Both the prime minister and his deputy have talked up the prospect of new garden cities for several years.
09-13-2014
Both the prime minister and his deputy have talked up the prospect of new garden cities for several years.
Towards the end of his tenure, recently departed planning minister Nick Boles was promising not to demonise councils who took the difficult decision to review their green belts.
But if anyone thought the government was ready for a proposal to double the size of 40 English towns and cities by removing sections of the green belt, they were clearly mistaken. Boles' replacement Brandon Lewis's instant rejection of David Rudlin's proposals, the day after he had been announced as the Wolfson Prize winner, was brutal.

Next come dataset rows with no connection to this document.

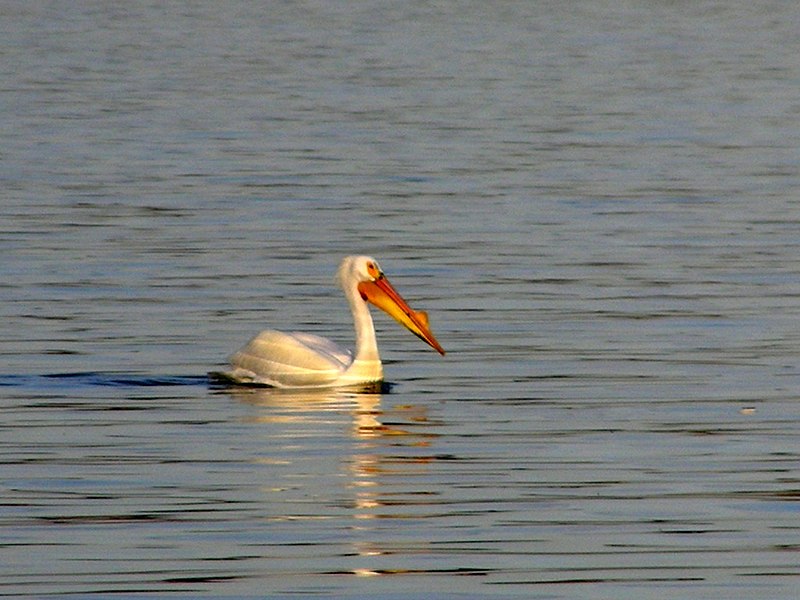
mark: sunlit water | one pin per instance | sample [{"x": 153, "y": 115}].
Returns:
[{"x": 597, "y": 204}]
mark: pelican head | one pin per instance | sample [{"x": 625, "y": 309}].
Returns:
[{"x": 363, "y": 274}]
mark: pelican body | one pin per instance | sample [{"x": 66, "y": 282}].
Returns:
[{"x": 302, "y": 360}]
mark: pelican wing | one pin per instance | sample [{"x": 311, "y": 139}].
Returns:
[{"x": 289, "y": 360}]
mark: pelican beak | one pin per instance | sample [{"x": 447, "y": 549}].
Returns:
[{"x": 381, "y": 294}]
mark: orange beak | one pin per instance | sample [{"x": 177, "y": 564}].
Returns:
[{"x": 381, "y": 294}]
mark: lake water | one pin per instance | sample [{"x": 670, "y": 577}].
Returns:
[{"x": 596, "y": 202}]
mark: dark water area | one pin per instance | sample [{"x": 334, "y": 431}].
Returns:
[{"x": 597, "y": 205}]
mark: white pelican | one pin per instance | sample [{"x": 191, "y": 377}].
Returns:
[{"x": 302, "y": 360}]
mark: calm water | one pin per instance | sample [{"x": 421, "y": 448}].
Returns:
[{"x": 597, "y": 204}]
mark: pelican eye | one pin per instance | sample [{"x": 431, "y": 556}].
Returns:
[{"x": 373, "y": 270}]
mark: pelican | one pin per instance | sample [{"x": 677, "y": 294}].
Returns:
[{"x": 302, "y": 360}]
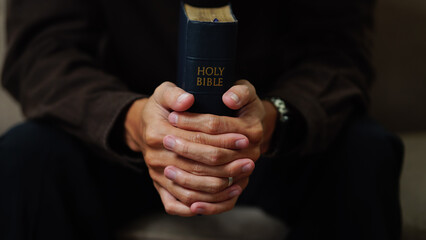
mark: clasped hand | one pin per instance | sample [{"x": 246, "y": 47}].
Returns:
[{"x": 190, "y": 156}]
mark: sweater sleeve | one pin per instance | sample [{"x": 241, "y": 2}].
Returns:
[
  {"x": 327, "y": 71},
  {"x": 54, "y": 69}
]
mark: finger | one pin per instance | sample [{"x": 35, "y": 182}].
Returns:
[
  {"x": 188, "y": 196},
  {"x": 160, "y": 159},
  {"x": 172, "y": 97},
  {"x": 247, "y": 125},
  {"x": 239, "y": 95},
  {"x": 187, "y": 180},
  {"x": 225, "y": 140},
  {"x": 207, "y": 208},
  {"x": 199, "y": 152},
  {"x": 171, "y": 205}
]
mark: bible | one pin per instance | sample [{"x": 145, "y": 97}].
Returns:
[{"x": 206, "y": 54}]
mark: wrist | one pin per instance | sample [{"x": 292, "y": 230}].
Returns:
[
  {"x": 269, "y": 124},
  {"x": 132, "y": 124}
]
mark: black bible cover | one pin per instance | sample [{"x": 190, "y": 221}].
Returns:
[{"x": 206, "y": 56}]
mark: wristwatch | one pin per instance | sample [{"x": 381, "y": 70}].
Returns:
[
  {"x": 278, "y": 137},
  {"x": 283, "y": 112},
  {"x": 290, "y": 129}
]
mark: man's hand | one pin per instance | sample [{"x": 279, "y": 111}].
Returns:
[
  {"x": 256, "y": 120},
  {"x": 199, "y": 172}
]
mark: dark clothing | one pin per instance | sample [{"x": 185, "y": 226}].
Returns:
[
  {"x": 76, "y": 65},
  {"x": 57, "y": 190},
  {"x": 79, "y": 63}
]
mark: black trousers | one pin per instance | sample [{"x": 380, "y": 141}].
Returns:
[{"x": 52, "y": 187}]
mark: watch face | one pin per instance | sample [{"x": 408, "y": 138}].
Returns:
[{"x": 281, "y": 108}]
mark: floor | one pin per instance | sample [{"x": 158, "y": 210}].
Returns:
[{"x": 388, "y": 106}]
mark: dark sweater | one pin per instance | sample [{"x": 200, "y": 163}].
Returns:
[{"x": 79, "y": 63}]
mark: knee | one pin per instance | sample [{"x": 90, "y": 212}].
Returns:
[
  {"x": 31, "y": 146},
  {"x": 371, "y": 148}
]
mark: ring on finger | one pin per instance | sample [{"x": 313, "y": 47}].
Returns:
[{"x": 230, "y": 181}]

Rudlin's proposal, he said, was "not government policy, and would not be taken up". He subsequently expanded on his objections to the prize-winning proposal, telling us it constituted "a government programme to rip up England's green belt" and a "recipe for unwanted urban sprawl".
“Local authorities are still free to review green belt boundaries”
Rudlin protested, quite rightly, that his submission had not advocated anything of the sort - it explicitly said that the extensions he advocates would only work if they were driven from the bottom up, with the support of councils, businesses and other local stakeholders.
Why Lewis has insisted on describing Rudlin's proposal as centralist is something of a mystery. He could quite easily have distanced himself from the idea without misrepresenting it. But, with UKIP waiting to capitalise on anti-development sentiment in Tory seats, he presumably felt that the Wolfson winner was politically toxic, and the only safe way to respond was with instant condemnation.
In his first few weeks in the job, Lewis does seem to have hardened the government's rhetoric on green belt release. Boles was content to see green belt boundaries reviewed, as long as local authorities were in the driving seat. But Lewis told Planning that green belt reviews would no longer be "exceptional" if the government of the day was urging them in 40 towns and cities across the nation.
Nonetheless, it is understood that Number 10 has been saying that planning policy has not changed with Lewis's comments. Local authorities are still free to review their green belt boundaries, and many are finding that they have little choice but to do so, given the government's (justified) insistence that they meet housing need.
Nonetheless, central government's determination to devolve all decision-making on new settlements and green belt reviews limits the potential scale of the response to the housing crisis. Readers will have noted that, in parallel to the Wolfson prize, the government has been running its own process that invites local authorities to bring forward their ideas for garden cities. Five months after it was launched, the Department of Communities and Local Government is unable to confirm that any expressions of interest have been received from councils. There is a shortage of evidence to justify government optimism that local authorities will plan the necessary large new settlements without any national direction or encouragement.